Colecionar não é comigo. Já juntei tanto bagulho, que nem sei onde guardo mais. Toda faxina leva embora pro lixo um bocado.
Eu até imagino -- e imagino bastante --, como deve ser extraordinário ter uma legião de admiradores que ficam felizes com o seu trabalho, repetem suas músicas, vão aos shows, teatros, vêem suas reportagens... Eu, por exemplo, simplesmente adoro quando recebo algum comentário sobre o blog ou sobre mim, sobre a opinião de alguém ao ler o que escrevi, o retorno que recebo ao saber que posso ajudar.

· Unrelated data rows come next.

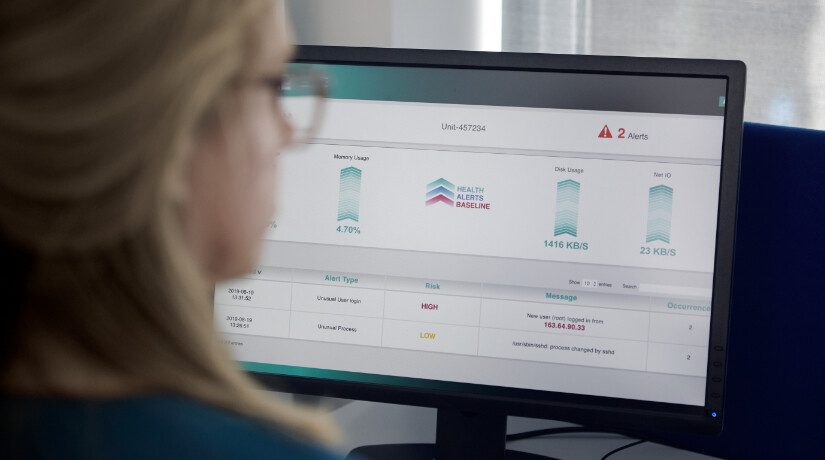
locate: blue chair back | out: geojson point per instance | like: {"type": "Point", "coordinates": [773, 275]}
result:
{"type": "Point", "coordinates": [775, 394]}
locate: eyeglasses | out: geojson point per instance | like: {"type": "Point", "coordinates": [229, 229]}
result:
{"type": "Point", "coordinates": [302, 94]}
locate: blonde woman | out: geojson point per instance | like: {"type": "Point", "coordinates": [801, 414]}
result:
{"type": "Point", "coordinates": [138, 153]}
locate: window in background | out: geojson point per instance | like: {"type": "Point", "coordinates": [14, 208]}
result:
{"type": "Point", "coordinates": [782, 43]}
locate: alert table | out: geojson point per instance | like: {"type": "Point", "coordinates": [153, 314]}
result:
{"type": "Point", "coordinates": [621, 331]}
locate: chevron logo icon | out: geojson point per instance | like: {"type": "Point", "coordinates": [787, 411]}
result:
{"type": "Point", "coordinates": [659, 209]}
{"type": "Point", "coordinates": [440, 191]}
{"type": "Point", "coordinates": [349, 194]}
{"type": "Point", "coordinates": [567, 208]}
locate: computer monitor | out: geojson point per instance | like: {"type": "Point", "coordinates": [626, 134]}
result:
{"type": "Point", "coordinates": [524, 234]}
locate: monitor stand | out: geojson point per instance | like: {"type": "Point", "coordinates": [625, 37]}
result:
{"type": "Point", "coordinates": [459, 434]}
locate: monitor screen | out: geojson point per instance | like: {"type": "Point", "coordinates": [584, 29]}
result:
{"type": "Point", "coordinates": [493, 231]}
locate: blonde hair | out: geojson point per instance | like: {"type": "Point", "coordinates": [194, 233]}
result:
{"type": "Point", "coordinates": [99, 105]}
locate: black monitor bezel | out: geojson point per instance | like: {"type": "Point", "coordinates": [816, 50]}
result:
{"type": "Point", "coordinates": [593, 411]}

Mas será que esse amor roxo é normal?
Já faz um tempo que eu não amo mais quem eu não conheço -- artores, cantores, diretores, escritores, dançarinos... Gosto de alguns cantores, mas eu gosto mesmo é de música bonita. Tendo isso, tá ok. Gosto de animação, gosto de ver o mundo, gosto de viajar, mas não morro por nada. Não tenho mais ídolos.
Sou fã mesmo é de meu pai, da minha mãe, das minhas irmãs e irmão lindos, dos meus amigos, do meu amor, da minha família.
E Deus, que me abençõa a cada dia.
Amo muito mais, mas esses são meus queridinhos.